Diagnosing Dementia: What Seniors and their Caregivers Can Expect

By June 25, 2014Dementia

Physicians looking to diagnose the presence of dementia are forced to use a variety of tools. After all, dementia isn’t exactly an easy disease to detect. Despite the challenge, physicians will initially try to rule out co-occurring conditions that mimic dementia.

Copycat Conditions among Seniors
Doctors will check to see if abnormal conditions or behaviors are causing symptoms of dementia. They must rule out:

  • Depression
  • Normal pressure hydrocephalus
  • Vitamin B12 deficiency

For seniors, it’s always best to obtain an early diagnosis of dementia. Medical professionals are able to quickly treat symptoms and, if they’re lucky, keep the progression of dementia at bay.

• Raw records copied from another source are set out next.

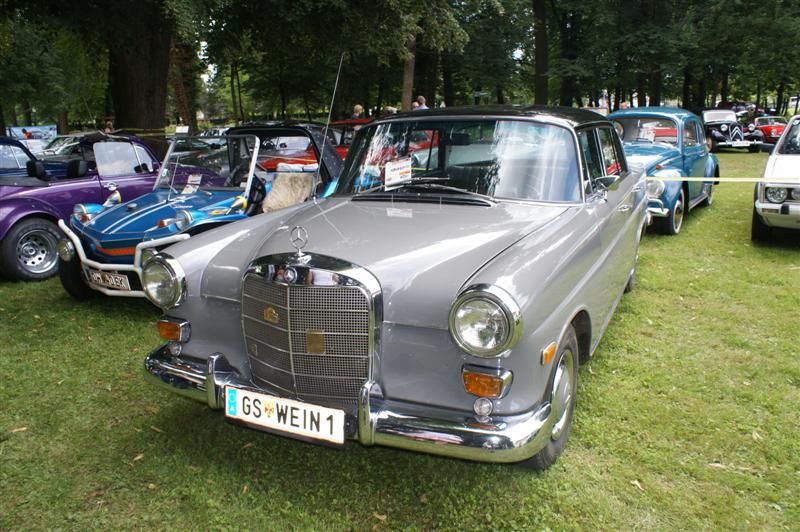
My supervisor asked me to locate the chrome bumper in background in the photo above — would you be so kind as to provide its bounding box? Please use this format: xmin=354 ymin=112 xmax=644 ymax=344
xmin=144 ymin=345 xmax=552 ymax=463
xmin=58 ymin=220 xmax=190 ymax=297
xmin=755 ymin=201 xmax=800 ymax=229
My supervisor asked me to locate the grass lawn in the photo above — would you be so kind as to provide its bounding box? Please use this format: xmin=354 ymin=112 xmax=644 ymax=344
xmin=0 ymin=152 xmax=800 ymax=530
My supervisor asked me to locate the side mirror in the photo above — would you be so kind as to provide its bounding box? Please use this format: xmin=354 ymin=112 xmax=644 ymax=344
xmin=594 ymin=175 xmax=620 ymax=190
xmin=25 ymin=161 xmax=50 ymax=181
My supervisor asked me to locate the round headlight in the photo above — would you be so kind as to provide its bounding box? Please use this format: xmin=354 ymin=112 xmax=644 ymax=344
xmin=175 ymin=210 xmax=192 ymax=231
xmin=647 ymin=179 xmax=664 ymax=198
xmin=142 ymin=255 xmax=184 ymax=309
xmin=450 ymin=285 xmax=521 ymax=357
xmin=764 ymin=187 xmax=789 ymax=203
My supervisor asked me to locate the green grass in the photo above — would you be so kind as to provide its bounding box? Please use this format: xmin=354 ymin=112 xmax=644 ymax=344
xmin=0 ymin=153 xmax=800 ymax=530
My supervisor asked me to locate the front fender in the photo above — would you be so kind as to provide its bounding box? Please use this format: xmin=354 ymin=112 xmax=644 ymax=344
xmin=0 ymin=198 xmax=61 ymax=240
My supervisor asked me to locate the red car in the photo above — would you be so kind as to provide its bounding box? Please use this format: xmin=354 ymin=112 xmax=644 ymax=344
xmin=330 ymin=118 xmax=372 ymax=160
xmin=754 ymin=116 xmax=786 ymax=144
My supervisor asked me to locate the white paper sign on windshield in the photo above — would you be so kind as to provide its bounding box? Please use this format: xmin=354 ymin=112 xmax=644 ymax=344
xmin=384 ymin=157 xmax=411 ymax=190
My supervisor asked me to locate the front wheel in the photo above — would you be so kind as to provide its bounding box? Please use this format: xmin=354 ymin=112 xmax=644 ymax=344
xmin=519 ymin=326 xmax=578 ymax=471
xmin=0 ymin=218 xmax=61 ymax=281
xmin=750 ymin=207 xmax=772 ymax=242
xmin=653 ymin=188 xmax=686 ymax=235
xmin=700 ymin=185 xmax=714 ymax=207
xmin=58 ymin=257 xmax=94 ymax=301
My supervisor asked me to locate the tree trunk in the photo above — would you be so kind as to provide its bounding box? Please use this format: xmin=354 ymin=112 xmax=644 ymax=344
xmin=22 ymin=100 xmax=33 ymax=126
xmin=400 ymin=37 xmax=417 ymax=111
xmin=169 ymin=43 xmax=194 ymax=133
xmin=58 ymin=109 xmax=69 ymax=135
xmin=442 ymin=53 xmax=456 ymax=107
xmin=230 ymin=63 xmax=240 ymax=124
xmin=236 ymin=68 xmax=245 ymax=122
xmin=681 ymin=66 xmax=694 ymax=109
xmin=719 ymin=70 xmax=728 ymax=102
xmin=776 ymin=80 xmax=786 ymax=113
xmin=108 ymin=12 xmax=172 ymax=130
xmin=636 ymin=72 xmax=647 ymax=107
xmin=532 ymin=0 xmax=550 ymax=105
xmin=650 ymin=70 xmax=661 ymax=107
xmin=494 ymin=83 xmax=506 ymax=105
xmin=559 ymin=11 xmax=579 ymax=107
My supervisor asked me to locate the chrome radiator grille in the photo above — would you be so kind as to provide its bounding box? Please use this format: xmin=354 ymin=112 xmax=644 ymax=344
xmin=242 ymin=273 xmax=370 ymax=411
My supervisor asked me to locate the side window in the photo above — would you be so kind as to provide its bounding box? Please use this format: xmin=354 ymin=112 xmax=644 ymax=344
xmin=578 ymin=129 xmax=605 ymax=187
xmin=683 ymin=120 xmax=699 ymax=148
xmin=597 ymin=127 xmax=622 ymax=175
xmin=0 ymin=145 xmax=28 ymax=170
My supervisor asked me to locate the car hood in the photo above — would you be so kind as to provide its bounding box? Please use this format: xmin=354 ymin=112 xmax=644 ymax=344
xmin=78 ymin=190 xmax=241 ymax=239
xmin=200 ymin=198 xmax=577 ymax=328
xmin=623 ymin=142 xmax=681 ymax=171
xmin=764 ymin=154 xmax=800 ymax=180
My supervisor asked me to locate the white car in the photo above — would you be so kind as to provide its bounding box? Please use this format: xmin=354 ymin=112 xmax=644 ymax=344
xmin=752 ymin=115 xmax=800 ymax=241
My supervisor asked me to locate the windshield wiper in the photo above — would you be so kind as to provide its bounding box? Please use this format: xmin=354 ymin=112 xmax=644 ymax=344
xmin=400 ymin=177 xmax=497 ymax=205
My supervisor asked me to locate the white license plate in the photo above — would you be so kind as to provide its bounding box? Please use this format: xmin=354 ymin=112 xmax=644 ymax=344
xmin=225 ymin=386 xmax=344 ymax=444
xmin=86 ymin=268 xmax=131 ymax=291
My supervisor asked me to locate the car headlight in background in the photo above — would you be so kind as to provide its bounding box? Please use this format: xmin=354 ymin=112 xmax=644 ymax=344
xmin=175 ymin=210 xmax=193 ymax=231
xmin=645 ymin=179 xmax=665 ymax=198
xmin=142 ymin=254 xmax=185 ymax=309
xmin=450 ymin=285 xmax=522 ymax=357
xmin=764 ymin=187 xmax=789 ymax=203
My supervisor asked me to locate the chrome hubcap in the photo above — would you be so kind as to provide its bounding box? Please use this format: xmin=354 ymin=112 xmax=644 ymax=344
xmin=550 ymin=349 xmax=575 ymax=440
xmin=17 ymin=229 xmax=58 ymax=273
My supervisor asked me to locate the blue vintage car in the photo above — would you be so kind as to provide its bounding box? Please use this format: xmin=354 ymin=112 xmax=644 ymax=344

The Road Leading to Diagnosis
Seniors and their adult children can expect the following during the diagnosis phase of dementia:

  • Patient History: Doctors often begin their examinations by collecting a detailed medical and family history.
  • Physical examination: Doctors perform a physical exam, looking for other (more treatable) diseases or signs of stroke.
  • Neurological Evaluations: Seniors will be checked for brain performance, looking specifically at balance, sensory function, reflexes, and other functions.
  • Cognitive and Neuropsychological Tests: Activities and tasks that challenge mental function are popular diagnosing tools. The tests measure memory, language skills, math skills, and other abilities.
  • Brain Scans: Detailed images of the brain help doctors to locate evidence of strokes, tumors, or other indicating factors known to cause dementia.
  • Laboratory Tests: A large number of lab tests can be used in the quest to diagnose dementia or rule out the conditions known to contribute to dementia symptoms. While hundreds of tests can prove helpful, only a core group has shown success during the diagnosis phase. Some of those tests include: complete blood count, blood glucose test, urinalysis, drug and alcohol screenings, cerebrospinal fluid analysis (looking for infections that affect the brain), and analysis of thyroid and thyroid-stimulating hormone levels.
  • Psychiatric Evaluation: Speaking with an expert in the field will help to determine whether psychiatric disorders are causing symptoms of dementia.

When receiving in-home eldercare, senior caregivers must remain alert for the unique symptoms associated with dementia.